Um “lamiré” das obras de Paulina Chiziane:

  • Balada de Amor ao Vento

Sarnau e Mwanda protagonizam esta estória de amor. Da Juventude à idade madura. Com eles percorremos os dias, os meses, os anos, os encontros e desencontros, a dolorosa separação, o desespero, o sofrimento, a alegria, as lágrimas e os sorrisos.

Editora Caminho: Edição 08.2016

 

  • O Alegre Canto da Perdiz

Delfina é uma mulher bela. Nesta obra retrata-se a vida de Delfina, dos contrastes, dos conflitos, das confissões e contradições. É a história de uma mulher de raça negra, a história trágica da perda do sonho. Existe um conflito da escolha de caminhos entre o Amor que sente  por José Montes e “eliminar a sua raça para ganhar a liberdade” procurando um homem branco que lhe dará o alimento e o conforto que deseja. Mas o que é o amor para uma mulher negra. Na terra onde as mulheres se casam por encomenda na adolescência.
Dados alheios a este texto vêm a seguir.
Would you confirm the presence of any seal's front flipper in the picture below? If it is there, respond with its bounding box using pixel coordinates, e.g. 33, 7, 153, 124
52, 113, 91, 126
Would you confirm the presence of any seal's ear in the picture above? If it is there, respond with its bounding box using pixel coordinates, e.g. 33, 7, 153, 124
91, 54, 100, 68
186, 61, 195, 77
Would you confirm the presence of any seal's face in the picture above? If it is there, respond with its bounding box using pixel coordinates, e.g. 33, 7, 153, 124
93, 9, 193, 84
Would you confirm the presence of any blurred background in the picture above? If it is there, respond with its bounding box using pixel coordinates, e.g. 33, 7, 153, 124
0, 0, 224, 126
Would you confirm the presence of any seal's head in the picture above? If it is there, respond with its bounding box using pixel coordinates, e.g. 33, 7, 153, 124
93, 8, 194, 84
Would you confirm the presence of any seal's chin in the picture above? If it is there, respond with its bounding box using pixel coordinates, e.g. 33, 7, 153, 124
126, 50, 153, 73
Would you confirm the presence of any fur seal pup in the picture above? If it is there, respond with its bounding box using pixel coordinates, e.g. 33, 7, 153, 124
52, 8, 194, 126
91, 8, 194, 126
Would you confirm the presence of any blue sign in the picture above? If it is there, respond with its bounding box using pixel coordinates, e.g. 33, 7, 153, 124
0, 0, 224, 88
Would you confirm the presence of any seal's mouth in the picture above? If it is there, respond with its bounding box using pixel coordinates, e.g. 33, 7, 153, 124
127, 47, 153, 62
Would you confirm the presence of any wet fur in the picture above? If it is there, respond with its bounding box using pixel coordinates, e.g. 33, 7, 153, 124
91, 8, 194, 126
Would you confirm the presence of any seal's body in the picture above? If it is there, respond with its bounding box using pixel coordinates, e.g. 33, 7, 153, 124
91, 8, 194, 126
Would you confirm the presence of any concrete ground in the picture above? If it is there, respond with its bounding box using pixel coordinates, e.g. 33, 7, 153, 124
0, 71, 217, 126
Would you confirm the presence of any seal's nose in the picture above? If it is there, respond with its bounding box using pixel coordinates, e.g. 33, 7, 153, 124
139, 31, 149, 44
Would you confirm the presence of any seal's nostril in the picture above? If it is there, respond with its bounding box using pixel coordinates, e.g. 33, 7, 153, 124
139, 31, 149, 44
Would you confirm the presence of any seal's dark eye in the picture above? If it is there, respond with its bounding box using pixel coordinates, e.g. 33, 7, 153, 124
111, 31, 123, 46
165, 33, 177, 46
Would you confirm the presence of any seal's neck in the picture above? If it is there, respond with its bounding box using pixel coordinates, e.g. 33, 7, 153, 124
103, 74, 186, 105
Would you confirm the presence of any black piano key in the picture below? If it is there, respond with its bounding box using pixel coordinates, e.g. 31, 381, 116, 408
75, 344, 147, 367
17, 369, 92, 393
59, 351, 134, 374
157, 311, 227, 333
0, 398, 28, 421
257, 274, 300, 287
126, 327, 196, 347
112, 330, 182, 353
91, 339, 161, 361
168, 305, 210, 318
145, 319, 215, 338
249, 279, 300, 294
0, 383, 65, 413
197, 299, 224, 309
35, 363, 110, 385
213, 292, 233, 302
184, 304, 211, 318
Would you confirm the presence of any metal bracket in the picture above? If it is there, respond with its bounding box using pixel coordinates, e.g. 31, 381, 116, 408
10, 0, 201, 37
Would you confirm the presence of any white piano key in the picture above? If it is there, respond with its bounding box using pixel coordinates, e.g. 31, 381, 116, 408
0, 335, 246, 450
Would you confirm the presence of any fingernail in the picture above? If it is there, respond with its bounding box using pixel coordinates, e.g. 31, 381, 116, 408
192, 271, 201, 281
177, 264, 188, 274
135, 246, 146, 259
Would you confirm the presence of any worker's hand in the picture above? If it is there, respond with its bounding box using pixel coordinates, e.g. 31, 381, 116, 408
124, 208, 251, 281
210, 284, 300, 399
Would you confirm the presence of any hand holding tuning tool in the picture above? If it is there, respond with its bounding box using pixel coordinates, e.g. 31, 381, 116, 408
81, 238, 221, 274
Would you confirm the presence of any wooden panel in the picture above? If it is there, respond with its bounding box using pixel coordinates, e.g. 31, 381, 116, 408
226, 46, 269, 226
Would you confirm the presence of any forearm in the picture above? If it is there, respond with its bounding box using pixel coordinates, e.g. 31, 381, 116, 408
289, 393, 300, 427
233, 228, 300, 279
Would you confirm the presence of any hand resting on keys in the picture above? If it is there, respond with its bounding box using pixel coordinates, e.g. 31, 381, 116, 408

No livro assiste-se um diálogo consigo própria, a conhecida escritora moçambicana mistura imaginação, fantástico, misticismo num retrato poderoso e peculiar da sociedade e da mulher africana.

Editorial: Caminho

 

  • Niketche

Uma história de poligamia

Rami casada há 20 anos com Tony, um alto funcionário da polícia de quem tem vários filhos descobre que o partilha com várias mulheres, com quem ele constitui outras famílias. O seu casamento de “papel passado” e aliança no dedo resume-se afinal a um irónico drama de que ela é afinal uma das personagens. Numa procura febril Rami obriga-se a conhecer outras. O seu marido é polígamo. Na vida dolorosa que agora começa, séculos de tradição e costumes e crueldade da vida e diferenças abismais da cultura entre o norte e o sul da terra.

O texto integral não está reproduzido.